Welcome to the Beach House AiR blog!
In celebration of Marion Davies’ support of artists, and to further the work of artists in all disciplines, the City of Santa Monica created the Annenberg Community Beach House Artist Residency program. Several times a year a local artist works out of an office at the Marion Davies Guest House, sharing their progress with the public both in person and online. Visit http://annenbergbeachhouse.com/cultural-programs for more information.
Wednesday, March 9, 2016
week #9 - So long and thanks for the memories!
Well, time ticked by and I am sad to say this is my last
week here at the Marion Davies Beach House. I will miss everything about this
place and the people I met during my tenure here.
I took a little time over the weekend to reflect on how my
writing changed during my stay and I wanted to share my thoughts with you
below. If you came to my event on Tuesday night, I talked about some of these
same issues (I also read a short portion of my novel that I wrote here.)

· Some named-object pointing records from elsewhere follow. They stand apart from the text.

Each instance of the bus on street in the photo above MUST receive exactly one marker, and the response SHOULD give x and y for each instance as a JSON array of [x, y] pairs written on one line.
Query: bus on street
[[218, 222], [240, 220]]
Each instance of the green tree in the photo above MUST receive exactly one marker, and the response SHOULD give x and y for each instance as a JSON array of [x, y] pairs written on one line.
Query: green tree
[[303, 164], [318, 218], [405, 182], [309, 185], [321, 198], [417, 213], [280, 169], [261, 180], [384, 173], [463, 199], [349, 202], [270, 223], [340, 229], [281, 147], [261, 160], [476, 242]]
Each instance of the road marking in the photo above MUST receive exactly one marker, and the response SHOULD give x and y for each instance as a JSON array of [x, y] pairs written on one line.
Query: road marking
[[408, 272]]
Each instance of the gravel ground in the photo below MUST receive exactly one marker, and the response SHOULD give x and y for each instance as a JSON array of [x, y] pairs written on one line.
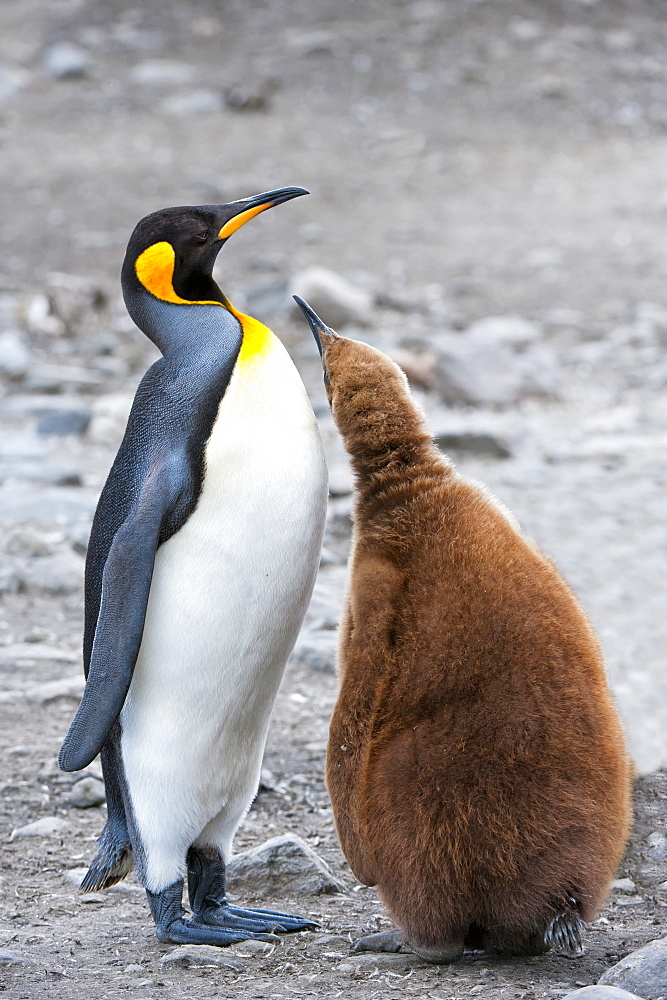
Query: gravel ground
[[467, 161]]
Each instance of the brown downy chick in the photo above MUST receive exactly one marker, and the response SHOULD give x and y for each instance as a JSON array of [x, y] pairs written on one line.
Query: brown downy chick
[[476, 763]]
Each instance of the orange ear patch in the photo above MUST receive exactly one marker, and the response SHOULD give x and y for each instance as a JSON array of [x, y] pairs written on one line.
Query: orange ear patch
[[155, 270]]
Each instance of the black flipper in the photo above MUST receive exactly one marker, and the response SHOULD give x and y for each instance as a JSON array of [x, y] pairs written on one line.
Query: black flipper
[[126, 582], [114, 859]]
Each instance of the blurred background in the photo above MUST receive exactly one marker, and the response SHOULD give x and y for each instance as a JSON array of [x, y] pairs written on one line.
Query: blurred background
[[488, 203]]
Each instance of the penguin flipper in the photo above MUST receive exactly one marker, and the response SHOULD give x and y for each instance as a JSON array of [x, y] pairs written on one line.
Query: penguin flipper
[[126, 582]]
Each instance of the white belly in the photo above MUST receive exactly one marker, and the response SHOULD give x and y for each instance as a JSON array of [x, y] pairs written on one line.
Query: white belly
[[227, 599]]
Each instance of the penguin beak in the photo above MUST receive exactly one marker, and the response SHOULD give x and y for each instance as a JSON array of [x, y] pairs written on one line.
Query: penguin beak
[[237, 213], [323, 334]]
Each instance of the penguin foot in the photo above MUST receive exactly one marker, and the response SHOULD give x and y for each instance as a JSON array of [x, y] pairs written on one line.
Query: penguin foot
[[193, 932], [223, 914], [565, 935], [392, 941]]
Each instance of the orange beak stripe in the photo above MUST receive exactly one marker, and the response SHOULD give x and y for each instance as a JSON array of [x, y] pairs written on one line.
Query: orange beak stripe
[[241, 219]]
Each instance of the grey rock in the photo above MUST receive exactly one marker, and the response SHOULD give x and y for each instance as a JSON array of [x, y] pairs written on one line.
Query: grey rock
[[317, 650], [657, 843], [10, 579], [14, 355], [623, 885], [251, 97], [64, 61], [337, 302], [61, 573], [192, 102], [10, 958], [513, 331], [47, 826], [12, 79], [478, 371], [479, 443], [643, 972], [87, 793], [283, 866], [57, 504], [162, 73], [601, 993], [197, 955], [63, 423], [109, 418]]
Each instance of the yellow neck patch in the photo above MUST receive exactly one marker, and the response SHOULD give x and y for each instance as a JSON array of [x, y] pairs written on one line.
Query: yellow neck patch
[[155, 270]]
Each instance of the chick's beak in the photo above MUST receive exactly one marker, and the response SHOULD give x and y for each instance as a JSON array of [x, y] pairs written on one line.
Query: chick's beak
[[237, 213], [323, 334]]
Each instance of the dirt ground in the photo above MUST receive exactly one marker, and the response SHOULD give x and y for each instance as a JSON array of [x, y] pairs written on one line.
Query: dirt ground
[[466, 159]]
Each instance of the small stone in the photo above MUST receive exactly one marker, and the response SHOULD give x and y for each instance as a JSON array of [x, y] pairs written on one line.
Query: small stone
[[643, 972], [479, 443], [514, 331], [162, 73], [283, 866], [601, 993], [623, 885], [47, 826], [10, 958], [14, 355], [58, 574], [192, 102], [337, 302], [657, 843], [87, 793], [419, 367], [200, 955], [109, 419], [253, 97], [251, 947], [65, 61], [62, 423]]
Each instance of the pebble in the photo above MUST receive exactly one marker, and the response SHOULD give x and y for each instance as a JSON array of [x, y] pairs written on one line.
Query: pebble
[[161, 73], [10, 958], [623, 885], [657, 843], [58, 574], [482, 443], [514, 331], [188, 955], [47, 826], [282, 866], [63, 423], [65, 61], [87, 792], [336, 301], [601, 993], [643, 972], [192, 102], [49, 504], [14, 355]]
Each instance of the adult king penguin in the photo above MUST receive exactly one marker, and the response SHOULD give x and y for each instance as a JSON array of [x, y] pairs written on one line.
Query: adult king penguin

best writing backdrop ever!!!
Over the course of the last 8 weeks, people who visited my
office hours often asked what exactly am I doing here at the beach house and how
did I get here? I had answered a call for a writer-in-residence from the
Annenberg blog. Each residency focuses on a different genre of creativity.
Before me was a choreographer and after me will be an acting troupe. My call
was specifically for a fiction writer.
The application process involved sending in a few letters of
recommendation, a writer’s statement, proposed events for these types of
evenings, a writing sample as well as a description of the project I’m currently
glorious sun in eyes in front of Marion Davies Beach House
So for the past ten weeks I’ve had the wonderful opportunity
of having a place away from home to call my office. In addition to the hours
spent writing without the distractions of my home office, (think lots of dog
barking and neighborhood construction) I hold office hours once a week for
three hours on Mondays from 11-2. I’ve been so pleased with the turnout of
these office hours. The work I’ve been presented with has run the gamut from
short stories, to novel ideas, to picture books to a graphic novel to a Greek
cookbook. All enthusiastic writers with great stories to tell. I will hold my
final office hours on Monday, March 14th from 11-2 in my office on the
second floor of the Marion Davies building.

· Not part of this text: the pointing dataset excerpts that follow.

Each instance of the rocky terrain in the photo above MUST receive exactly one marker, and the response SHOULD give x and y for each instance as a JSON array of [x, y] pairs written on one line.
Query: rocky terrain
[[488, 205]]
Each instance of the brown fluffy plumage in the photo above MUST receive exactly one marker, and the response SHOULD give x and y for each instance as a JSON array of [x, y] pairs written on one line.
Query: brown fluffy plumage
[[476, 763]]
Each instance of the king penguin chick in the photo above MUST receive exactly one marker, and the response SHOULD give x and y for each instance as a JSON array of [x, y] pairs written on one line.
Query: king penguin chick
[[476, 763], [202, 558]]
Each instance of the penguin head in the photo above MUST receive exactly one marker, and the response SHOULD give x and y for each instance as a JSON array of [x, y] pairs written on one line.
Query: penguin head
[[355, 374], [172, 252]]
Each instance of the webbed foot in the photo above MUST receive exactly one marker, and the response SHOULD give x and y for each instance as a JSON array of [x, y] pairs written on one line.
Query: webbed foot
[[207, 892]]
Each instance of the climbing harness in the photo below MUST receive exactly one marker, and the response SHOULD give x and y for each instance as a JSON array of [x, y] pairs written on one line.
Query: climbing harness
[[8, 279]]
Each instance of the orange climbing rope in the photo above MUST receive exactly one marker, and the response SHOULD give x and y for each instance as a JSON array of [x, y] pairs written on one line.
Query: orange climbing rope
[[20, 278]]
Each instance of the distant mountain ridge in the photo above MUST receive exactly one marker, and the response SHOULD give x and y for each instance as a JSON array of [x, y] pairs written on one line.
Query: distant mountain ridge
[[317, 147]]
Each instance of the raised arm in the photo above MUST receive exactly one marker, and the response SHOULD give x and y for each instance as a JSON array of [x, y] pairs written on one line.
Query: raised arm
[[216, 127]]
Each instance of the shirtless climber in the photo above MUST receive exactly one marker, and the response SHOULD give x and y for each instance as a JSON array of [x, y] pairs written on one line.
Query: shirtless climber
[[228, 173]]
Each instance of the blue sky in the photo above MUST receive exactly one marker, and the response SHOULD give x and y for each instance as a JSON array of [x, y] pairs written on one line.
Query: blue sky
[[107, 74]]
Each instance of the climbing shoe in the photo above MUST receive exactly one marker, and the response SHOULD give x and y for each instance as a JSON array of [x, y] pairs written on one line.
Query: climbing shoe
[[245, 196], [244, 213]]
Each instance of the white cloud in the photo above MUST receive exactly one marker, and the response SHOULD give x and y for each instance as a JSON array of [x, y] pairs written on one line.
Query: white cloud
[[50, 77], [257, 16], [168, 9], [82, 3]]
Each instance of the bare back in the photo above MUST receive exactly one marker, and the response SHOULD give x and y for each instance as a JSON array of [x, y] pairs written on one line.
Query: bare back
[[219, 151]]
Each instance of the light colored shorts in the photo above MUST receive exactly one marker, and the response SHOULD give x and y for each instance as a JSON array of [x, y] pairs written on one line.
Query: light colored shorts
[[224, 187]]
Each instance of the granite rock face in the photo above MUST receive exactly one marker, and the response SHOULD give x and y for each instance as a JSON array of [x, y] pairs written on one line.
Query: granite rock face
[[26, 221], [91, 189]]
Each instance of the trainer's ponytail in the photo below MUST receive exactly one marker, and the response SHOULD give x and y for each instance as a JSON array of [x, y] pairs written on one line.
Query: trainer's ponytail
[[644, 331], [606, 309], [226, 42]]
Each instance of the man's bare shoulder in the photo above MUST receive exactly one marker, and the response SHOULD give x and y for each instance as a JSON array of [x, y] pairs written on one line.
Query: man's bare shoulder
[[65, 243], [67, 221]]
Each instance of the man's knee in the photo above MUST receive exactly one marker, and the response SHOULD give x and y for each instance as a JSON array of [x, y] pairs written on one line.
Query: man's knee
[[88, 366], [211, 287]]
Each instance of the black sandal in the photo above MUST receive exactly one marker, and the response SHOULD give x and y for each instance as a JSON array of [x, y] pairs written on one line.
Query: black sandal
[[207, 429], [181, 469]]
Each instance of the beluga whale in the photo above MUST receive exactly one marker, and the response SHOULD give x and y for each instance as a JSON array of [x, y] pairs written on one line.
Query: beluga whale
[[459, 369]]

The novel that I was able to complete during my time here is
currently titled, “Time May Change Me” The gist of the novel is about a woman
with a transgendered daughter who is forced to move back in with her parents
after years of estrangement. It sounds pretty heavy, but I think, I hope it has
a lot of comedic elements to it.
There are many ways in which my writing was greatly impacted
by my time here at the Annenberg:
Planning: Let me start by talking about the planning
rituals I usually go through. Because, in my writing life before the Annenberg,
I worked on such limited writing time. My average on a good day was 2 hours.
Keep in mind I didn’t start writing until I had kids, so I just learned to
write within these parameters. Because of this, I really would spend a lot of
time planning and outlining so that I could best economize my writing time. When
it came time to write, I’d just follow my outline and “produce". However,
something happened with all of the extra time I had here. I felt liberated from
my usual planning and for the first time, I wrote without a premeditated
structure. This was incredibly liberating for me and I felt as though a lot
more discoveries happened both for me as a writer and for my characters. I
allowed them to meander without pressure and they’d inevitably take me
someplace unexpected or interesting – places I don’t think they would have
ended up had I been locked down to preplanned plotlines. This leads me to
Structure: So as I mentioned, Time May Change me is
about a woman who returns home with her daughter to estranged parents. At
first, the structure was split in two: before and after the daughter's transition. My original vision was to have each section alternate between these
before and afters. But as I began writing, it became apparent that so much of
the momentum and energy of the story was in the after. So there was a lot of
cutting (not deleting because I ended up saving some of the before sections to
use as flashbacks) and I decided to keep the story in the “after” sections. I
did leave a “before” in there to start the novel as a prologue.
The Writing Process:
For me, the writing process has been very accordion-like
this sort of stretching and then compressing goes on. I’ve spend a long time in
my MFA program and in writer’s workshops discussing how we all write. I
definitely am a strong proponent of moving forward and getting words on the
page, even if those words are not ultimately the ones that will end up on the
So, there you have it! I think the biggest piece of advice I’d
offer fellow writers is to get out of your comfort zone, change up your writing
routine and try something new! If you usually write in the morning, try writing
at night. If you usually write in first person present, check out the third
person past tense. And keep applying to those residencies! You never know what metamorphosis
your writing might go through at a beachside office!